Re: [tip: core/rcu] rcu: Enable tick for nohz_full CPUs slow to provide expedited QS

From: Paul E. McKenney
Date: Sat Jan 25 2020 - 14:48:49 EST


On Sat, Jan 25, 2020 at 06:54:42PM +0100, Borislav Petkov wrote:
> On Sat, Jan 25, 2020 at 08:10:50AM -0800, Paul E. McKenney wrote:
> > How big? (Seriously, given that the fix may depend on the number of CPUs.)
>
> [ 7.660017] smp: Brought up 2 nodes, 256 CPUs
>
> > So the problem appears to be that some of the boot-time processing
> > is looping in the kernel, which is preventing the grace period from
> > completing. One could argue that such code should be fixed, but on the
> > other hand, boot time is a bit special. Later in -rcu's dev branch,
> > there are commits that forgive this boot-time misbehavior, but this is
> > a bit late in process to dump all of those commits into -tip.
>
> Aha.
>
> > The RT guys might need the warning, and it was them that I was thinking
> > of when adding it.
>
> But "boot time is a bit special". Or do they care about deadlines during
> boot too?

Maybe, but not that I know of. If they do, this would be an excellent
time for them to let me know!

My guess is "no" because the real-time application would not yet be
running during boot. On the other hand, if this issue is due not so much
to boot, but to (say) expensive filesystem operations on large systems,
that might be a different story.

Except that I would have hard questions to ask of someone doing expensive
filesystem operations while their deep-sub-millisecond real-time
application was running. So even then, I doubt that they would care.
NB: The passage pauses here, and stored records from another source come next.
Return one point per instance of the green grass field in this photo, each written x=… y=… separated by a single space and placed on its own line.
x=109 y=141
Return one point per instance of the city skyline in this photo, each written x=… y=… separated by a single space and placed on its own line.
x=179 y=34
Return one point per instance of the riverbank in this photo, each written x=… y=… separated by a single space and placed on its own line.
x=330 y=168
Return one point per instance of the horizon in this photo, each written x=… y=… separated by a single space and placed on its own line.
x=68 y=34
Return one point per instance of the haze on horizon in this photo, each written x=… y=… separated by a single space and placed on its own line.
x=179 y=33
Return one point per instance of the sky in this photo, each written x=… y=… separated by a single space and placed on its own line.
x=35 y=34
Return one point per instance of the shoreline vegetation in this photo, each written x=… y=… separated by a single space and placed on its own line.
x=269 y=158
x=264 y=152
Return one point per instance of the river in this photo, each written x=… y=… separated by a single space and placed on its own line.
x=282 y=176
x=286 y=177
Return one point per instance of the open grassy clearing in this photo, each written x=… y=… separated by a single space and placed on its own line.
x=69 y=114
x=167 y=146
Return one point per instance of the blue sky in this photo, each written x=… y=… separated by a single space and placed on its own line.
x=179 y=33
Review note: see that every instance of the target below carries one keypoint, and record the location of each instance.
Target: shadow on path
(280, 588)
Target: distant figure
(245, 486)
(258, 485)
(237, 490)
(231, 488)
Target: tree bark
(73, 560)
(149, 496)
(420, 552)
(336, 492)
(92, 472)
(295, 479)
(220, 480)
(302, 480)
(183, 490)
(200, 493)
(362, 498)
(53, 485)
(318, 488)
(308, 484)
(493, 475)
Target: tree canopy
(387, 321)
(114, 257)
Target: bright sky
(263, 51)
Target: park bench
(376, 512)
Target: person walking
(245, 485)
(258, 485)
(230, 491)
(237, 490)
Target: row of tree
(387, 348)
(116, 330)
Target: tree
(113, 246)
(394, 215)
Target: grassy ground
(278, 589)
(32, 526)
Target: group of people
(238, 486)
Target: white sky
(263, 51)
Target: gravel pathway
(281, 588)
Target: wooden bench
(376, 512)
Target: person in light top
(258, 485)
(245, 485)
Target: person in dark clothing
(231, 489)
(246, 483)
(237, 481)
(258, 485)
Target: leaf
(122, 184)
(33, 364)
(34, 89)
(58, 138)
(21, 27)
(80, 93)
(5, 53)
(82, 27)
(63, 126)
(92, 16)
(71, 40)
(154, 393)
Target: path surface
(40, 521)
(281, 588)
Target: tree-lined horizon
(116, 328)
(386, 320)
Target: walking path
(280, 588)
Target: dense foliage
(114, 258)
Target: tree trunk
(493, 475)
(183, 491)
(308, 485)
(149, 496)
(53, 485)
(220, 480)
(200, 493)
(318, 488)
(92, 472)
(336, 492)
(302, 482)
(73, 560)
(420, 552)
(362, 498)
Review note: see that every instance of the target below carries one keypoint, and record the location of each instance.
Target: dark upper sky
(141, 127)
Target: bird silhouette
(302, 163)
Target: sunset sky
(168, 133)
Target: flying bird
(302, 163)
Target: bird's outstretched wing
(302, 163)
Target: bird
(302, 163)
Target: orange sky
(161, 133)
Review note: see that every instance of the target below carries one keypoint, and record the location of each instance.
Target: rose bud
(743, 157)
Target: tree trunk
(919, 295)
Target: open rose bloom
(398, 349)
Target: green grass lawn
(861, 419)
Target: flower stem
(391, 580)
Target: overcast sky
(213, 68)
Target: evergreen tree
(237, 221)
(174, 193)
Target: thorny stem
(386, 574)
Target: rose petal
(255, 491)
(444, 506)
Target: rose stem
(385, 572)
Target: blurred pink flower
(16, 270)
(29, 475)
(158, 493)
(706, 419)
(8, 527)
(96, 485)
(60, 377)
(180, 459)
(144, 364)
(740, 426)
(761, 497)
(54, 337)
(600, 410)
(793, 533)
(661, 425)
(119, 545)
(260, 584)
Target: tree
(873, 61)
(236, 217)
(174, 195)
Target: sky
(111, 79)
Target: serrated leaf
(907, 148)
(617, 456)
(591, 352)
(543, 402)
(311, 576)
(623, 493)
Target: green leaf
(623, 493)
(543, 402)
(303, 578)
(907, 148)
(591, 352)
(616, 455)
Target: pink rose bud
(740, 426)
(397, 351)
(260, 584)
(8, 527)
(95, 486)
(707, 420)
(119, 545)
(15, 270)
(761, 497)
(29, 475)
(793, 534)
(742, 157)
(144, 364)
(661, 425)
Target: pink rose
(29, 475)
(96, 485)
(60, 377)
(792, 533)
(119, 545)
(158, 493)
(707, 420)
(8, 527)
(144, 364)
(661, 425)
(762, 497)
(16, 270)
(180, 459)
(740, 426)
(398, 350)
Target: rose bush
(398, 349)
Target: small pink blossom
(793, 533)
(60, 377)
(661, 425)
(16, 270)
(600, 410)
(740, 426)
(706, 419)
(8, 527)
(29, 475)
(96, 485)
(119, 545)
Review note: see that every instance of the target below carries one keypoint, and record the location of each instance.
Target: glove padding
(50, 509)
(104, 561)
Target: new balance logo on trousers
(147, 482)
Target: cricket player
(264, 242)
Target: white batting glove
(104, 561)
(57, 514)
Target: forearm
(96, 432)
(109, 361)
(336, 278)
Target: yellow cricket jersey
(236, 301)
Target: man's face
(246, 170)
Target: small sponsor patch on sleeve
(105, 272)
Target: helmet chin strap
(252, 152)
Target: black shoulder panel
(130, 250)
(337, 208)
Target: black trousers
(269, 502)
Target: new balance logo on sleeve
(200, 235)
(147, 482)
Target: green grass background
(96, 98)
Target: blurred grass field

Again, if I am wrong about this, this would be an excellent time for
them to let me know.

> > But let's see what works for mainline first. And
> > since your box was booting fine without the warning before, I bet that
> > it boots just fine with that warning removed.
>
> Yes, it does.

Woo-hoo!!!

> > So could you please try out the (untested) patch below?
>
> Warning's gone.

Very good. I will get it property prepared and tested, then send it
along to Ingo.

> > If that works, I will re-introduce the warning with proper protection
> > for the merge window following this coming one.
>
> My big box is at your service if you need stuff tested later.

Thank you in advance! I just might take you up on that!

In the meantime, one question... Are you testing for realtime suitability
on your big box? If so, to what extent?

> Thx Paul.
>
> --
> Regards/Gruss,
> Boris.
>
> https://people.kernel.org/tglx/notes-about-netiquette

Aside from habitually failing to trim emails, which of these was I
violating? ;-)

Thanx, Paul